Okta Impersonation

okta

Classification:

attack

Tactic:

TA0001-initial-access

Technique:

T1199-trusted-relationship

Set up the okta integration.

このページは日本語には対応しておりません。随時翻訳に取り組んでいます。翻訳に関してご質問やご意見ございましたら、お気軽にご連絡ください。

Goal

Detect an Okta session impersonation.

Strategy

This rule lets you monitor the following Okta events to detect a user session impersonation:

  • user.session.impersonation.initiate
  • user.session.impersonation.end
  • user.session.impersonation.grant
  • user.session.impersonation.extend
  • user.session.impersonation.revoke

These events indicate that the user: {{@usr.email}} has the effective permissions of the impersonated user.
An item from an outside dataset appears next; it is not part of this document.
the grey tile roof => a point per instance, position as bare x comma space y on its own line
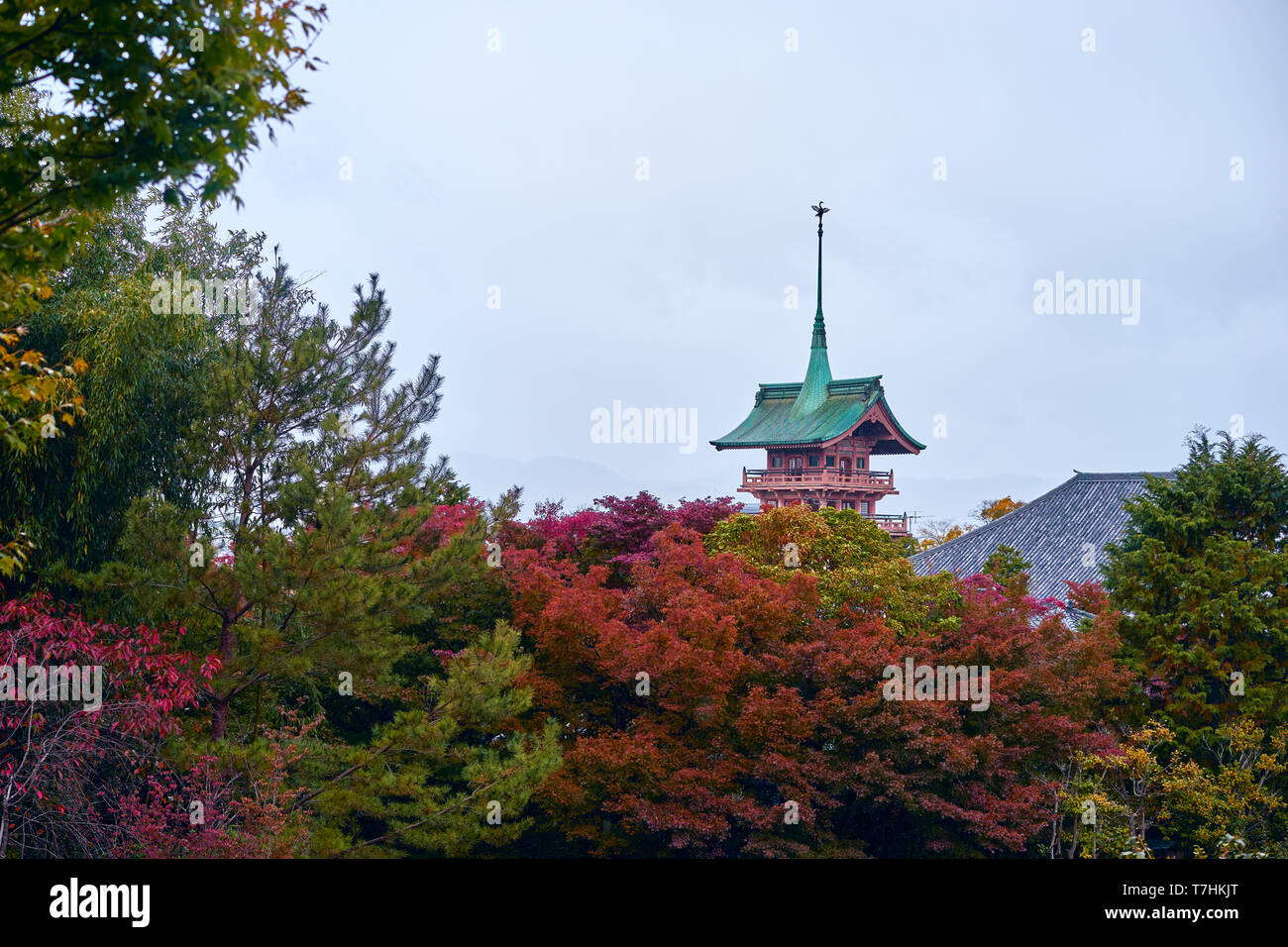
1050, 532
This is likely to occur through Okta support access. This blog illustrates the potential impact an attacker can cause by impersonation session.

Triage and response

  1. Contact your Okta administrator to ensure the user: {{@usr.email}} is authorized to impersonate a user session.
  2. If the user impersonation session is not legitimate:
    • Task your Okta administrator to end the impersonation session.
    • Investigate the actions taken by the user {{@usr.email}} during the session and revert back to the last known good state.
    • Begin your company’s incident response process and investigate.